The recent collapse of Silicon Valley Bank (SVB) and Signature Bank have caused concern among consumers. The reasons for the collapses are somewhat isolated but raises the question if we should be concerned about a bigger financial problem arising, as happened in the 2008 crisis. Let’s take a look at what happened and what it means.
💡 Fun Facts…
1) The largest bank failure was Washington Mutual in 2008 ($300 billion assets under management) |
2) The first bank failure was in the late 1700s |
3) 140 banks failed in 2009 — the most in US history |
SVB started in 1983 and is based in Santa Clara, California. Their key clientele is technology companies, particularly startups. The bank has had financial difficulties and an increase in bad loans. On March 10, 2023 the bank was taken control by the U.S. Government. Signature Bank, based in New York City, is a full-service commercial bank that serves businesses and consumers. The bank has also been struggling with financial difficulties, with mounting losses and a decline in deposits. On March 13, 2023 the federal government announced it was taking control of the bank. In both cases, the government assured depositors that they would have access to their FDIC insured accounts, although it’s uncertain what will happen to deposits over the $250,000 insurance limit.
Why did these two banks collapse? There are several factors that contributed to their financial difficulties. SVB had a large investment in government bonds, which lost value in the face of rising interest rates, causing their assets to decline. Simultaneously, there was a “run” on the bank’s deposits, which is when a large number of clients withdraw money in a short period of time. This forced the bank to sell bonds at a loss. They tried to raise money through outside investors, but were unable to, so the government seized control. It is the second largest bank failure in U.S. history. Similar to SVB, Signature Bank had a big reliance on tech related companies, in this case, cryptocurrency. The recent decline in the crypto market caused a similar run on the bank’s deposits, as customers looked to get cash.
Should people be concerned about the collapse of these banks? Fears of triggering a financial crisis like in 2008 are not supported. These two banks had unique clientele and were overly reliant on one industry. Most other banks are much more diversified across industries. Recent “stress tests” of the major financial institutions revealed that they would survive a recession and increase in unemployment. While the collapse of SVB will likely have an impact on the technology sector, particularly on the west coast, it doesn’t foretell a broader financial crisis.
Regulators are monitoring the situations very carefully and there were new banking requirements put in place after the Great Recession to prevent another crisis. The Dodd-Frank Act was passed in 2010, and is a major financial regulation which was designed to provide more financial stability to the industry. A key objective of the Dodd-Frank Act is increased transparency and accountability among financial institutions. The law requires financial institutions to disclose more information about their operations, including their risk management practices and executive compensation. Another key provision of the Dodd-Frank Act is the Volcker Rule, which limits their ability to invest in risky vehicles and reduces the main causes of the earlier financial collapse. There were also international financial regulations that were agreed upon by the leading economic countries of the world.

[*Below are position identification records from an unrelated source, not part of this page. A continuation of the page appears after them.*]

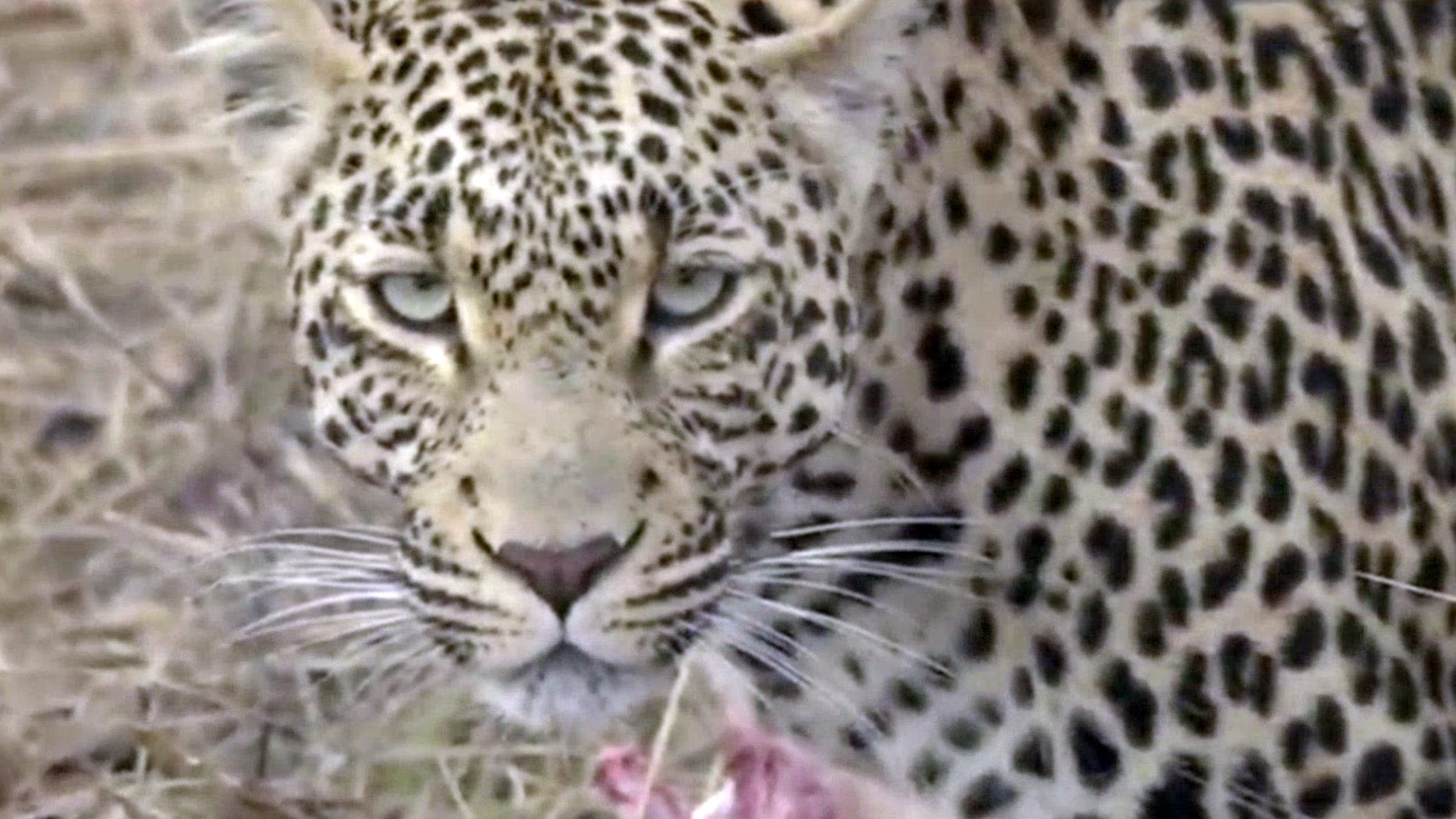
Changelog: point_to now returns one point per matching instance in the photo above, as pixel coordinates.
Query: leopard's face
(567, 284)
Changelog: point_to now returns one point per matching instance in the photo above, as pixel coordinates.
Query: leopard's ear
(282, 69)
(836, 79)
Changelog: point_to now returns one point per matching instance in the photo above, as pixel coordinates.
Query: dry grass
(148, 421)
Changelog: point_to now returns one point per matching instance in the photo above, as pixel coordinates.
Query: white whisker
(376, 536)
(779, 661)
(866, 524)
(882, 548)
(1404, 587)
(835, 623)
(922, 578)
(379, 617)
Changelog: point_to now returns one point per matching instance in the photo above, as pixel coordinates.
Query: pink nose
(561, 575)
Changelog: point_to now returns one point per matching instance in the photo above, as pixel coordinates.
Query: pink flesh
(768, 779)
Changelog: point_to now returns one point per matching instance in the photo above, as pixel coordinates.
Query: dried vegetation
(148, 421)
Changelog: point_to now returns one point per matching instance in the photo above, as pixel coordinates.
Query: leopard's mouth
(570, 692)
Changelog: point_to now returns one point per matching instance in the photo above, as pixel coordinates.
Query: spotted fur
(1157, 294)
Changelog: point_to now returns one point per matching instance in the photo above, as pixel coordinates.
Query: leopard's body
(1155, 294)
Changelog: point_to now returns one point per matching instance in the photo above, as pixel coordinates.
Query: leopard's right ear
(282, 67)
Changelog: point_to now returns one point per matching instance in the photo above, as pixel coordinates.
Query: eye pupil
(690, 294)
(418, 302)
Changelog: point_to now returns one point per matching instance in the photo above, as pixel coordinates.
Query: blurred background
(149, 418)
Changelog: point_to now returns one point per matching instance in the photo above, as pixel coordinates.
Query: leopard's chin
(571, 693)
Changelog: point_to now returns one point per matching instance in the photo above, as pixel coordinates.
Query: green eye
(418, 302)
(685, 296)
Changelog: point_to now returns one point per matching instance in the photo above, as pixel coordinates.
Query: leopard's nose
(561, 575)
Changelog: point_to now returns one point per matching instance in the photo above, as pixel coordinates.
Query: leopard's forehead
(563, 99)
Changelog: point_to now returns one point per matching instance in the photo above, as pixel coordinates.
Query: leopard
(1046, 405)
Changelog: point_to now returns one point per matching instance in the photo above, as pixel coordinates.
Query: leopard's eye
(418, 302)
(689, 294)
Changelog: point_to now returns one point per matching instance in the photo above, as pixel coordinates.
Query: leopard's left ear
(836, 77)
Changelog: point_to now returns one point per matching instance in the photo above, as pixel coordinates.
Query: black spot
(979, 636)
(1436, 105)
(1378, 258)
(1157, 76)
(1305, 640)
(944, 362)
(1052, 659)
(1110, 543)
(762, 18)
(1283, 574)
(1391, 107)
(1427, 360)
(1133, 702)
(1002, 245)
(1238, 139)
(1021, 382)
(1094, 620)
(1232, 312)
(988, 795)
(1318, 798)
(1034, 755)
(1438, 798)
(658, 110)
(1379, 773)
(433, 115)
(1097, 760)
(1180, 793)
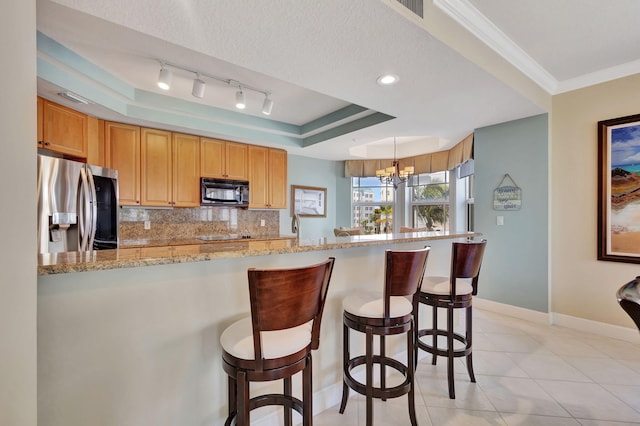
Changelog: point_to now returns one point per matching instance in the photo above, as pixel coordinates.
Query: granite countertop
(147, 253)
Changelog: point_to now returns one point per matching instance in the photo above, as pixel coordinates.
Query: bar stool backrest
(466, 260)
(404, 271)
(285, 298)
(629, 299)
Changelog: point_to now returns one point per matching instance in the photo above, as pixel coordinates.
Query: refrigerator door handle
(84, 226)
(93, 208)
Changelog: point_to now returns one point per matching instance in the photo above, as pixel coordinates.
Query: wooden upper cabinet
(277, 178)
(156, 168)
(186, 170)
(40, 117)
(258, 183)
(122, 152)
(267, 178)
(223, 159)
(95, 145)
(63, 130)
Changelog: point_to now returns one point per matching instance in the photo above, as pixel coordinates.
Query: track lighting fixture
(165, 77)
(267, 105)
(240, 100)
(199, 85)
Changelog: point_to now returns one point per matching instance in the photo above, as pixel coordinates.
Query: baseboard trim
(561, 320)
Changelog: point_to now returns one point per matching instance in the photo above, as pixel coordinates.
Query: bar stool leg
(383, 370)
(233, 406)
(450, 375)
(434, 313)
(287, 406)
(369, 384)
(345, 360)
(469, 336)
(242, 416)
(307, 394)
(411, 363)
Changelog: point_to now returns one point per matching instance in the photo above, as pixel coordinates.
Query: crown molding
(470, 18)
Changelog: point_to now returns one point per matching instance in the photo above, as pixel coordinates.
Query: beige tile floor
(527, 374)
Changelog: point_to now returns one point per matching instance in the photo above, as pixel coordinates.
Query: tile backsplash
(189, 223)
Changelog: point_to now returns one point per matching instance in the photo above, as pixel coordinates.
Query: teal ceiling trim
(329, 119)
(368, 121)
(71, 59)
(66, 69)
(215, 114)
(245, 134)
(61, 78)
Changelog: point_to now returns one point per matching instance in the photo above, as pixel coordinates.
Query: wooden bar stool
(383, 314)
(453, 292)
(276, 341)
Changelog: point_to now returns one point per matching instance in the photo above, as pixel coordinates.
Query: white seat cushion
(441, 286)
(237, 340)
(370, 304)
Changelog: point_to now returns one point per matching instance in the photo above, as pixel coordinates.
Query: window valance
(425, 163)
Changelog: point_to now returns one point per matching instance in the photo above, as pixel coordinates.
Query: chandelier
(393, 175)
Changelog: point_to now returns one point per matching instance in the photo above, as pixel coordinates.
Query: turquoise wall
(515, 267)
(305, 171)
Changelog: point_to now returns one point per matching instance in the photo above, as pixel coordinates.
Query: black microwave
(224, 192)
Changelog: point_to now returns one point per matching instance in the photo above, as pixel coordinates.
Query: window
(430, 201)
(372, 205)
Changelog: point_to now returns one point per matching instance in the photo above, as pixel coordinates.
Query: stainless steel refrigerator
(77, 206)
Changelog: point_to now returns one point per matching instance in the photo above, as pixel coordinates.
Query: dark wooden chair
(382, 314)
(629, 299)
(451, 293)
(276, 341)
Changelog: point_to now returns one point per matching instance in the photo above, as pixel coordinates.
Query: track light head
(267, 105)
(198, 87)
(240, 100)
(164, 79)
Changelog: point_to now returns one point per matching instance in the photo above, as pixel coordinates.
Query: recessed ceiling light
(388, 79)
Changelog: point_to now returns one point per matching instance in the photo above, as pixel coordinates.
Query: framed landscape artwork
(619, 189)
(308, 201)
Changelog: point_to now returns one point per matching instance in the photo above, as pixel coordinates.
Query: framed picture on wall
(308, 201)
(619, 189)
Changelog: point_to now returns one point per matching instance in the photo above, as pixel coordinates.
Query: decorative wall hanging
(619, 189)
(507, 196)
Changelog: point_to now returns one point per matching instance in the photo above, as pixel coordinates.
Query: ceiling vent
(416, 6)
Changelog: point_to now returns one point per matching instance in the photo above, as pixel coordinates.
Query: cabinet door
(186, 170)
(212, 158)
(156, 168)
(64, 130)
(258, 184)
(122, 152)
(40, 108)
(236, 161)
(95, 145)
(277, 179)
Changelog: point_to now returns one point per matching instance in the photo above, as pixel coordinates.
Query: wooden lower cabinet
(267, 178)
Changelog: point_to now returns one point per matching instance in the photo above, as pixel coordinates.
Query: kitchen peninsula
(131, 336)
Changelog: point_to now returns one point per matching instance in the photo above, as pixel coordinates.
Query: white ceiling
(319, 56)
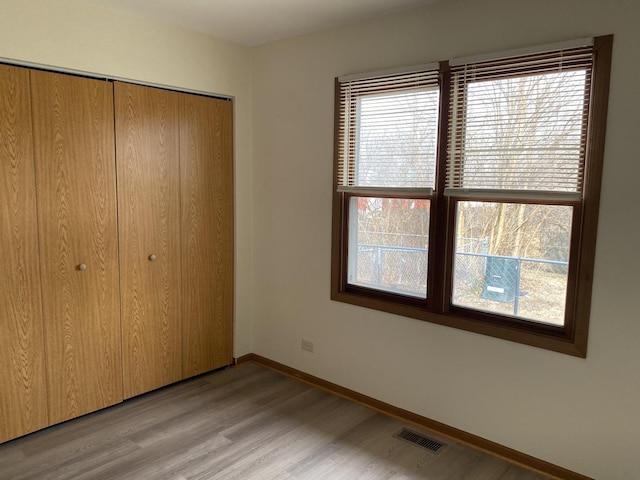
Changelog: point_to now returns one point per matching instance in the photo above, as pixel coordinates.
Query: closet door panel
(148, 150)
(75, 171)
(23, 405)
(206, 162)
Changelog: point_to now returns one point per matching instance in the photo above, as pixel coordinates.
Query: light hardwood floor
(240, 423)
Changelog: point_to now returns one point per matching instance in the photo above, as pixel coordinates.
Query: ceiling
(254, 22)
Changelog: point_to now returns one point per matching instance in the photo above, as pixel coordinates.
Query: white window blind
(519, 124)
(387, 132)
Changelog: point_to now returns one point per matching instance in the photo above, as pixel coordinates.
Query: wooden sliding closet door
(75, 171)
(23, 400)
(148, 154)
(206, 174)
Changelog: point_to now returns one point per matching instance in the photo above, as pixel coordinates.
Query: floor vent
(420, 440)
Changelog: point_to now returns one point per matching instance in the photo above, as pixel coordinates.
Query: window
(467, 193)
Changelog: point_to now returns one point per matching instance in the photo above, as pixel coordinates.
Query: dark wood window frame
(572, 338)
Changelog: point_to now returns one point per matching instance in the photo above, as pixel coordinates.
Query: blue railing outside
(377, 259)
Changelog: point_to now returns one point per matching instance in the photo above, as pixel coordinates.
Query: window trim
(572, 338)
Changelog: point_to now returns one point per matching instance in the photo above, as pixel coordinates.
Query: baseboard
(479, 443)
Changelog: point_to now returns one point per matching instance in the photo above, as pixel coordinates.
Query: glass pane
(396, 139)
(388, 240)
(512, 259)
(525, 132)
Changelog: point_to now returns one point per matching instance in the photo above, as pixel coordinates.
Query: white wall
(86, 36)
(582, 414)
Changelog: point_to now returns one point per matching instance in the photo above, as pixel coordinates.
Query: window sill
(546, 337)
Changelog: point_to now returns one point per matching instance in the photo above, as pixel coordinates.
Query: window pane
(512, 259)
(525, 132)
(396, 138)
(388, 240)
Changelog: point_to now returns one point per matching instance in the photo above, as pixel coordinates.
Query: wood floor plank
(246, 423)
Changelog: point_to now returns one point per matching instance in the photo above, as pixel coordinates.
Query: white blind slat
(520, 124)
(387, 129)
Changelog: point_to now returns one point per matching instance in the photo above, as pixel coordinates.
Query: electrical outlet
(307, 345)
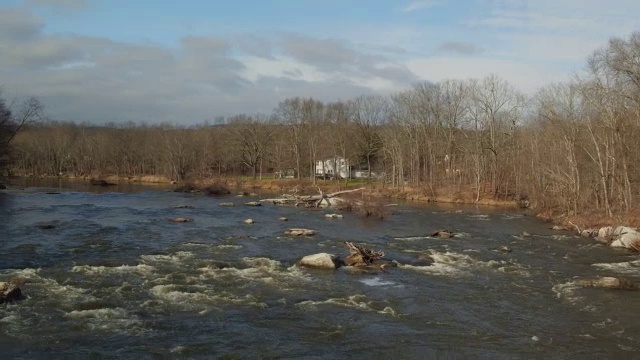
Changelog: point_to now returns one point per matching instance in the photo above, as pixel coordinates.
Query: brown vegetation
(568, 151)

In short, the recent bank collapses are believed to be isolated incidents, due to their specific types of clients, and it is not expected that any major financial institutions will have challenges or fail.
OPINION
While hearing about bank failures can be scary, in this case, there’s not a real reason to be alarmed. Since these failures in early 2023, there haven’t been any others. These two seem to be isolated cases due to unusual circumstances. Thanks to intervention by the government and financial institutions, the bank failures didn’t have a broader impact on the overall financial system, as many people feared.